« Lorsqu’on parle des imprimantes 3D « qui font tout », il faut se rendre compte que c’est une perspective lointaine », explique Iouri Karach, le membre de l’Académie russe de l’aéronautique. « On peur livrer une telle imprimante sur l’ISS. Mais que va-t-il fabriquer là-bas ? Pour fabriquer des pinces, il faut que l’imprimante possède du métal. Si l’on a besoin d’une brosse à dents, il lui faudra du plastic. Tous ces matériaux devraient être déjà livrés sur l’ISS. Peut-être qu’il plus facile de livrer à l'ISS un tournevis que l'imprimante qui en fabriquerait un ».

Cependant, l'impression en trois dimensions dans l'espace offre de grandes perspectives, ajoute l’expert. La société Mars One, qui envisage d'établir une colonie sur Mars au début des années 2020, va envoyer une imprimante 3D là-bas. Les Européens mettent au point une base lunaire. Des A cellules hexagonales seront fabriquées sur cette imprimante et elles seront remplies de poussière lunaire. On construira avec ces blocs des carcasses, qui protège de la radioactivité. Les hommes se trouveront à l’intérieur comme dans un module gonflable. Toutefois, selon Iouri Karach une base lunaire – c’est également dans un avenir lointain.

«Lorsque j'ai entendu que l'imprimante qu'ils veulent imprimer « une base lunaire », je me suis rappelé comment au début des années 1950 on pensait aux Etats-Unis pensaient que les hélicoptères seront aussi répandus que les vélos. Que chaque famille sera en mesure d'acheter un aéronef à voilure tournante et de voler vers le magasin ou pour faire une promenade. Même chose pour l'énergie nucléaire. On supposait qu’une voiture nucléaire pourra être créée, ou une montre. Mais ces projets n’ont pas pu être réalisés, vu leur difficulté ».

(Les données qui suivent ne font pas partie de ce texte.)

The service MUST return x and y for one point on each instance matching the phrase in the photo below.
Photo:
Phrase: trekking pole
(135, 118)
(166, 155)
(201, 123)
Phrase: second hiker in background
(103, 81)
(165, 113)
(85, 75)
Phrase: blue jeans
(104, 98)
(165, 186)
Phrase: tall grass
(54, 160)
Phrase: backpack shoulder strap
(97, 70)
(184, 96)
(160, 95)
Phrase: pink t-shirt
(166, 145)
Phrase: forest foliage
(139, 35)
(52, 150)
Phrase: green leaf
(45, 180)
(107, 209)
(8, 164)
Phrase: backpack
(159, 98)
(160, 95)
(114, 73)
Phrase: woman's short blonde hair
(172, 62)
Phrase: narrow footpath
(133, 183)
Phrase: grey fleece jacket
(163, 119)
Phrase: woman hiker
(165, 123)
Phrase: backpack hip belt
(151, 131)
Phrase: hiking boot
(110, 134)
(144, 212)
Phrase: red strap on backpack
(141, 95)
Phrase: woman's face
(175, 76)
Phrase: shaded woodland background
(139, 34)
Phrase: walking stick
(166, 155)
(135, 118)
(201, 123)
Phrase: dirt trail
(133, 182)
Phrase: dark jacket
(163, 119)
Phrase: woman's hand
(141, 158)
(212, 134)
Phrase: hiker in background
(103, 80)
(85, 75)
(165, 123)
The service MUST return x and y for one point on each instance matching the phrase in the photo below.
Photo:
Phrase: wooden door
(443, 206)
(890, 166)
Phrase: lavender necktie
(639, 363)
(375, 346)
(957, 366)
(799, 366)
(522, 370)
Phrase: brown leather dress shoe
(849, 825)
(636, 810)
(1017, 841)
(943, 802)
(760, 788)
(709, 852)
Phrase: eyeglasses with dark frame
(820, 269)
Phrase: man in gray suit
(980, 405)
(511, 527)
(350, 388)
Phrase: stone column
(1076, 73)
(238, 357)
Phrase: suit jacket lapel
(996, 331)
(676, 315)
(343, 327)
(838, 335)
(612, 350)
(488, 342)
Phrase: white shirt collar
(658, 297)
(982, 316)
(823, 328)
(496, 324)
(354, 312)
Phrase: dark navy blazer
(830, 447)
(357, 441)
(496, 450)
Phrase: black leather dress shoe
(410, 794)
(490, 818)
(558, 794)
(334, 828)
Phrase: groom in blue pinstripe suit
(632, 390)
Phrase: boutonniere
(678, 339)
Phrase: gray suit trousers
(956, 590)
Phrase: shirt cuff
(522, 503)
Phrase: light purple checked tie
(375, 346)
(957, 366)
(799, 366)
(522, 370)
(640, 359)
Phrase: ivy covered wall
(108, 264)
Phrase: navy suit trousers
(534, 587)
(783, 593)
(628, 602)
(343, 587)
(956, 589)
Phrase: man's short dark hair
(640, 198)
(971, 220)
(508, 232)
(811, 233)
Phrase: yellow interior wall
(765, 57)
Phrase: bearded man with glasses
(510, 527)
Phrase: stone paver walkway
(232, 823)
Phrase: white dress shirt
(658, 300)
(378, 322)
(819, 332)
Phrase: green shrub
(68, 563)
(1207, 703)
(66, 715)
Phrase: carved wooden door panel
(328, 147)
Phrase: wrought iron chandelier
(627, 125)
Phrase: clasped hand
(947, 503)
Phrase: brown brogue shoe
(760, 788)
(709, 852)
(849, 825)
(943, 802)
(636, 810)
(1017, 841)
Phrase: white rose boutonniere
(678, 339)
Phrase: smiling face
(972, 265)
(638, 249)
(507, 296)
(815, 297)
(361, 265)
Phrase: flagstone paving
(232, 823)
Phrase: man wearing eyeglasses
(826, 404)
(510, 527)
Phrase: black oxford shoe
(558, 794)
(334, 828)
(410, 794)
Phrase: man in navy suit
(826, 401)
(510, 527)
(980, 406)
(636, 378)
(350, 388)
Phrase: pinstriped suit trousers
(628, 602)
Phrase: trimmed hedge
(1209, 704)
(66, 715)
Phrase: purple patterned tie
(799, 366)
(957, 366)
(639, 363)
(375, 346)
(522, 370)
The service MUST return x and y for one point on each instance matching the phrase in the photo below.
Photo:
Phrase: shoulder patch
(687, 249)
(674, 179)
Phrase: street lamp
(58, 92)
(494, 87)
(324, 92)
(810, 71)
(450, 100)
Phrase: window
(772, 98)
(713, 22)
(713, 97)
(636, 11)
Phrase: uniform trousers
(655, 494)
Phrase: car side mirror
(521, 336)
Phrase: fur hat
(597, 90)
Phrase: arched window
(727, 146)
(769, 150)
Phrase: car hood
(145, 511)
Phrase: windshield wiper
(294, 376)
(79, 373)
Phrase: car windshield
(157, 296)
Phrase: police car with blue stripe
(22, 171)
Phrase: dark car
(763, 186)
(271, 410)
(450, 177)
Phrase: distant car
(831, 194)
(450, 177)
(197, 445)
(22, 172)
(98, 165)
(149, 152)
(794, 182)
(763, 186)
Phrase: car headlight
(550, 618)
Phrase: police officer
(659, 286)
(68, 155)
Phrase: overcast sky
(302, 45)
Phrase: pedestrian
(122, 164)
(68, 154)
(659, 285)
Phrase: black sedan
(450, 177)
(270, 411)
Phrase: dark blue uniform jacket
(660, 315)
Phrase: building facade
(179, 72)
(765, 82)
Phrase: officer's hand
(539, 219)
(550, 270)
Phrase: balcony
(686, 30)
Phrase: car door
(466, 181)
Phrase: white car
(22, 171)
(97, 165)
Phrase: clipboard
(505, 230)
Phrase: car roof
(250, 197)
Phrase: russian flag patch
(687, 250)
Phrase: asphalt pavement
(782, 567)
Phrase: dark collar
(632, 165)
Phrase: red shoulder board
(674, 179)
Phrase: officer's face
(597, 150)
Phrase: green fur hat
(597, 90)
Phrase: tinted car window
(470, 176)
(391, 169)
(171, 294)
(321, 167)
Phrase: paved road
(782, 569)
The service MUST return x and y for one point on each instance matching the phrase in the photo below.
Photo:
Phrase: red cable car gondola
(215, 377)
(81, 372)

Une imprimante spatiale pourra jouer un rôle de chef cuisinier pour nourrir les membres de l'équipage, est persuadé Iouri Karach. Chacun pourra commander un plat de la base des données, et l’appareil cuisinera ces plats à partir des ingrédients. La version « alimentaire » de l'appareil est actuellement construite à l'Université Cornell. L'académicien de l’Académie de l’aéronautique Alexandre Jelezniakov ne voit pas l'intérêt dans un tel dispositif.

« On peut constituer ces nutriments à partir d'un mélange de substances lyophilisées. A quoi servirait cette imprimante ? Prenez une substance concentrée, diluez avec de l'eau, et tout est prêt ».

La première imprimante 3D était fabriquée en 1984. Il s’agit d’une machine qui fabrique des pièces en plastique d’une forme précise. Mais dernièrement, les technologies en trois dimensions se sont développées particulièrement rapidement. Des armes à feu « imprimées » sont apparues. C’est au tour des « pièces de rechange » pour l’homme, les cellules souches. L’étape spatiale, semble donc assez logique pour le développent technologique de ce procédé.